1. Why choose a CDX model for preclinical testing?

• Rapid results: Tumors grow quickly—typically within 1–2 weeks.

• Reproducibility: Standardized cell lines lead to consistent outcomes.

• Cost-effective: Ideal for high-throughput screening and multiple treatment arms.

• Predictable scientific insight: Well-characterized lines make target validation easier. 

2. How does a CDX model differ from a PDX model?

• CDX (Cell Line–Derived Xenograft) models are created by implanting well-established human cancer cell lines into immunodeficient mice. They’re fast to establish, cost-effective, and highly reproducible—ideal for early-stage drug screening.

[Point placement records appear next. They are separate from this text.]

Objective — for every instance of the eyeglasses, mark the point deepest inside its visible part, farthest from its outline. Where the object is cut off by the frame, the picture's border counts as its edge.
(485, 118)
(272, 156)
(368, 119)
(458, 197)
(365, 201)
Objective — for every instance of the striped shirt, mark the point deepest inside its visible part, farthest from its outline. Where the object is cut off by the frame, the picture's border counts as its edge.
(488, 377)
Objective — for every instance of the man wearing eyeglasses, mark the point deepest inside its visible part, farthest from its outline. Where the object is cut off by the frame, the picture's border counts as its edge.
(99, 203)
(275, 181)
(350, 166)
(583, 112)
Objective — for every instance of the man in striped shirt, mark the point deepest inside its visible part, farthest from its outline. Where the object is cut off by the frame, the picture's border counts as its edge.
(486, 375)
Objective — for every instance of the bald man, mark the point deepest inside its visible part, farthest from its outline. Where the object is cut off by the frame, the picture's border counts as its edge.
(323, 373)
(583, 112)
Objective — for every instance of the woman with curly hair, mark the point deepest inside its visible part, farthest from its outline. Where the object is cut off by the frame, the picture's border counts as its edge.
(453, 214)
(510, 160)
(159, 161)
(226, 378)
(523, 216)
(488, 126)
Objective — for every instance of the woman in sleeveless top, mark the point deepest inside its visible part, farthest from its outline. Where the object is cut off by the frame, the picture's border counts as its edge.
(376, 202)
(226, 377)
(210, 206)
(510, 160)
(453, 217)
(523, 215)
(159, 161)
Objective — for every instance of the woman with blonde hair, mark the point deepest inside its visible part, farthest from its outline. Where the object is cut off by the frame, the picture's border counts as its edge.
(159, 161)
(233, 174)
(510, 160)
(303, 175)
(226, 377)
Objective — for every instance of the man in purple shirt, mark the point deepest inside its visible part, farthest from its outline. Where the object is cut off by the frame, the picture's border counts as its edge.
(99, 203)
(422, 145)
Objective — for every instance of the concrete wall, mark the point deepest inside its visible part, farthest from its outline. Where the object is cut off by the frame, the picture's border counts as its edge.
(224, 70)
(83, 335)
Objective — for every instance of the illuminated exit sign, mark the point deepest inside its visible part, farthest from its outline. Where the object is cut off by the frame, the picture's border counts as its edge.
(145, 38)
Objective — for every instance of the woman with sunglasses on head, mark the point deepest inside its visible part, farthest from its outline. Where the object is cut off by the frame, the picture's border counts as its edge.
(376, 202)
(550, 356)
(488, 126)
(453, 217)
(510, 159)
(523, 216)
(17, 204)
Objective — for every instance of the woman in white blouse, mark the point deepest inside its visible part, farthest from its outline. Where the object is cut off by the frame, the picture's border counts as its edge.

• PDX (Patient-Derived Xenograft) models, on the other hand, use fresh tumor tissue from patients, preserving the tumor’s genetic diversity and microenvironment. This makes them more clinically relevant for biomarker discovery and translational research, though they require more time, cost, and technical complexity.

3. Can CDX models be humanized for immuno-oncology studies?

Yes—humanized CDX models integrate human immune system reconstitution (like using PBMCs or CD34⁺ cells) into immunodeficient mice, combining tumor modeling with immune system simulation. These models are powerful for evaluating immunotherapies and studying tumor–immune interactions.

Reference:

Witt, Brittany L., and Trygve O. Tollefsbol. "Molecular, cellular, and technical aspects of breast cancer cell lines as a foundational tool in cancer research." Life 13.12 (2023): 2311.